Now, could Uber’s stock really fall 30–40% from here? It’s entirely possible. If growth slows from around 18% to low double-digits, and the market re-rates Uber’s valuation from 24x to something more realistic like 15–18x free cash flow, the stock could easily slip back to the $60–$70 range. That’s not a doomsday scenario — just a typical reversion to fair value if sentiment cools. The market has seen this movie before: Uber has had multiple drawdowns of 30–50% even during growth phases, often triggered by short-term macro fears or disappointing guidance. Also see: How low can Uber stock go?

The difference now is that Uber finally has the numbers to back its valuation. It’s generating billions in free cash flow, sitting on a stronger balance sheet, and has even authorized share buybacks, giving it a financial cushion that didn’t exist in its early years. That should limit the downside in a prolonged correction. Still, in a risk-off environment — where investors rotate out of growth stocks and valuation multiples compress — even solid companies can take a hit.

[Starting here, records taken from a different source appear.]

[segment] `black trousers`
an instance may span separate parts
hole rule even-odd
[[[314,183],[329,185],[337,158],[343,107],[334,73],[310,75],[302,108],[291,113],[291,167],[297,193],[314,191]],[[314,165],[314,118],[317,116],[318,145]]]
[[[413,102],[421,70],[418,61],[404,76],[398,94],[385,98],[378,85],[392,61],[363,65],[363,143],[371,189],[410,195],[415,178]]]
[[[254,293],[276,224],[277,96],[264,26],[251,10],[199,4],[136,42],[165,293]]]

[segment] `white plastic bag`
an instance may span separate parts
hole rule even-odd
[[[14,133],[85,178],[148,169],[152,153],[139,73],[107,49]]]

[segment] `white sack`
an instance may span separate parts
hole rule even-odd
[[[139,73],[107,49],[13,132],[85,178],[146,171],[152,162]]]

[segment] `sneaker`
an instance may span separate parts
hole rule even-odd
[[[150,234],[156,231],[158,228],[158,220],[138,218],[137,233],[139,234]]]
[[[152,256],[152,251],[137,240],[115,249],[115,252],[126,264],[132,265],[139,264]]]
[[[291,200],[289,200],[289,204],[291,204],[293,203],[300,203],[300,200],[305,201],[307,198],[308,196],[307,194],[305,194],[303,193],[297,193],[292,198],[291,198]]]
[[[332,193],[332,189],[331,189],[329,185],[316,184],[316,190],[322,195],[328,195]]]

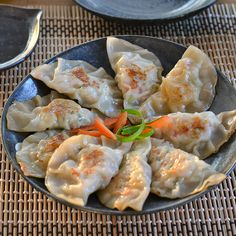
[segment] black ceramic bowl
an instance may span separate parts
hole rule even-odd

In short, Uber’s long-term story looks as strong as ever, but at current prices, the risk-reward feels stretched. A 30–40% drop wouldn’t mean Uber is broken — it would simply bring expectations back in line with reality. The company has done an impressive job rewriting its narrative, but the stock’s next chapter might not be about meteoric growth; it might just be about holding on to what it’s already achieved.